4. 第四次環境基本計画(2012年~2018年)
~震災後のレジリエンスと持続可能な社会~
- 時代の背景:
- 2011年の東日本大震災と東京電力福島第一原子力発電所事故が最大の転換点となりました。
- 「持続可能性」や「安全・安心」に対する国民の価値観が大きく変化し、エネルギー需給構造の見直しが迫られました 。
- 環境問題の焦点:
- 放射性物質による環境汚染への対処(除染、中間貯蔵等)。
- 分散型エネルギーシステムの重要性の再認識。
- 災害廃棄物処理や、国土の強靱化(レジリエンス) 。
- 計画のコンセプト:
- 「低炭素」「循環」「自然共生」の3つの側面を統合した「持続可能な社会」の構築が目指されました。
- 日本を、環境・エネルギー・高齢化などの課題がいち早く現れる「課題先進国」と位置づけ、その解決モデルを世界に示すことが目標とされました。
5. 第五次環境基本計画(2018年~2024年)
~SDGsと地域循環共生圏~
- 時代の背景:
- 2015年に国連でSDGs(持続可能な開発目標)とパリ協定が採択され、世界の潮流が決定的になりました。
- 国内では人口減少が加速し、地方創生が喫緊の課題となっていました 。
- 環境問題の焦点:
- 気候変動リスクの顕在化(気象災害の激甚化)。
- 海洋プラスチックごみ問題等のグローバルな汚染。
- 脱炭素に向けた世界的な投資競争の激化 。
- 計画のコンセプト:
- SDGsの考え方を全面的に取り入れ、「地域循環共生圏(Regional Circulating and Ecological Sphere)」を提唱しました。
- 環境政策を起点として、経済・社会的課題を「同時解決」することを目指しました。
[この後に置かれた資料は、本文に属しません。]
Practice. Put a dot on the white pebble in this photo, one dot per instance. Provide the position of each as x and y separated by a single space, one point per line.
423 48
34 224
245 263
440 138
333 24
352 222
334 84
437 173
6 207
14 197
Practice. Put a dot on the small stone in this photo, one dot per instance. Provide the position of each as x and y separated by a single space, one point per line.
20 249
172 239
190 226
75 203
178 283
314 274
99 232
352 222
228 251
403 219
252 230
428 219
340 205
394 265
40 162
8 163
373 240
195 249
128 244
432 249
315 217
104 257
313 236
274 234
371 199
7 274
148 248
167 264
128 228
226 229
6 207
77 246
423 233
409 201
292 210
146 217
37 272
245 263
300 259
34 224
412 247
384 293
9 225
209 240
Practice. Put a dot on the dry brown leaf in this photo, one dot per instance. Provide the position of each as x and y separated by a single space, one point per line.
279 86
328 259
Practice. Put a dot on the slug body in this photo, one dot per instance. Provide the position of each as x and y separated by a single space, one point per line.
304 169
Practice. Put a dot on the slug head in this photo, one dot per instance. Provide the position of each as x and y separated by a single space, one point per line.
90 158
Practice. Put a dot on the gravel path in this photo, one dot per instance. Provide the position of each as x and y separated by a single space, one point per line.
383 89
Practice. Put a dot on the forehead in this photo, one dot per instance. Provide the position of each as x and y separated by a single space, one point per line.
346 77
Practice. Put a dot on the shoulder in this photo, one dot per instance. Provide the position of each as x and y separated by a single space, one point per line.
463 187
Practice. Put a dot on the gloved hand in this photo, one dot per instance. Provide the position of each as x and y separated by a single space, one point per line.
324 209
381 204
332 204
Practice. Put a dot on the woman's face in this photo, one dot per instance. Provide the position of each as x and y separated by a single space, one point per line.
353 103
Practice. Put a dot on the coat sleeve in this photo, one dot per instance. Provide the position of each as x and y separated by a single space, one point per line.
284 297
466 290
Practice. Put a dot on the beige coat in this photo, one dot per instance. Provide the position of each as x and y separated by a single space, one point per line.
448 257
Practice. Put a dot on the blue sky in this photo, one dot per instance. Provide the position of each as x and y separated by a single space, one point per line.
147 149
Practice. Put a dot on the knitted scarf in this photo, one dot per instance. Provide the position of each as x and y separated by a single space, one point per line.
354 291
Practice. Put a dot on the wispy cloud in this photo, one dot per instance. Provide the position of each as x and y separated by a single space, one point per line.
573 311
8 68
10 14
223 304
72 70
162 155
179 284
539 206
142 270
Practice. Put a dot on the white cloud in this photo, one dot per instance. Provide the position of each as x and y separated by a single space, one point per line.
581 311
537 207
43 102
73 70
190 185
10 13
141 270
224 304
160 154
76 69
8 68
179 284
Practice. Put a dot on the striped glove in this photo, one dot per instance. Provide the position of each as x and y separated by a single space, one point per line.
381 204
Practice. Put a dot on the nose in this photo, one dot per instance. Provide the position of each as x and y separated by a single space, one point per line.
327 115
ここで確立された「同時解決」の思想が、第六次計画へと引き継がれています。
30年間の変遷から見える「第六次計画」の位置づけ
これら30年の歴史を踏まえると、今回の「第六次計画」の特徴がより鮮明になります。
- 「問い直し」から「文明の転換」へ
- 第一次計画で提起された「大量生産・大量消費の問い直し」は、30年経っても十分には達成されませんでした。第六次計画では、もはや猶予はないとして、「循環共生型社会(環境・生命文明社会)」への文明レベルでの転換を「勝負の2030年」までに断行すると宣言しました。
- 「環境と経済」の関係性の変化
- かつて環境対策は「経済の足かせ(コスト)」と見られがちでしたが、第五次計画あたりから「成長の源泉」へと認識が変わりました。
- 第六次計画ではさらに踏み込み、環境(自然資本)こそが経済・社会の「基盤(ストック)」であり、ここへの投資(シン・自然資本への投資)なくして経済成長もウェルビーイングもない、という構造を明確にしました(SDGsのウェディングケーキモデルの概念)。
- 目的の進化:GDPからウェルビーイングへ
- これまでの計画でも「豊かさ」には触れてきましたが、第六次計画で初めて、国の計画の最上位目的に「ウェルビーイング/高い生活の質」を明記しました。これは、GDP(フロー)の拡大のみを追求してきた戦後日本の成功モデルからの完全な決別を意味します。

技術士試験対策としてのポイント
この3回シリーズで解説した内容を、試験対策として以下のように活用してください。
- 必須科目(Ⅰ)対策:
- 「観点」の設定において、「ストック重視」「長期的視点」「自立・分散」といった第六次計画のキーワードを活用する。
- 課題抽出において、単なる人手不足や老朽化だけでなく、「自然資本の毀損」や「プラネタリー・バウンダリー」といった視点を盛り込む。
- 選択科目(Ⅱ・Ⅲ)対策:
- 解決策の提案において、「地域循環共生圏」の概念や、「ネイチャーポジティブ(自然再興)」に資する技術(グリーンインフラ、省エネ技術、資源循環技術など)を具体的に提示する。
- 評価において、経済性だけでなく「ウェルビーイング」や「非市場的価値(環境価値)」の視点から多面的に論じる。
第六次環境基本計画は、これからの日本の社会資本整備や環境対策の「羅針盤」です。この計画の理念を深く理解し、ご自身の専門技術と結びつけて論述できるよう準備を進めてください。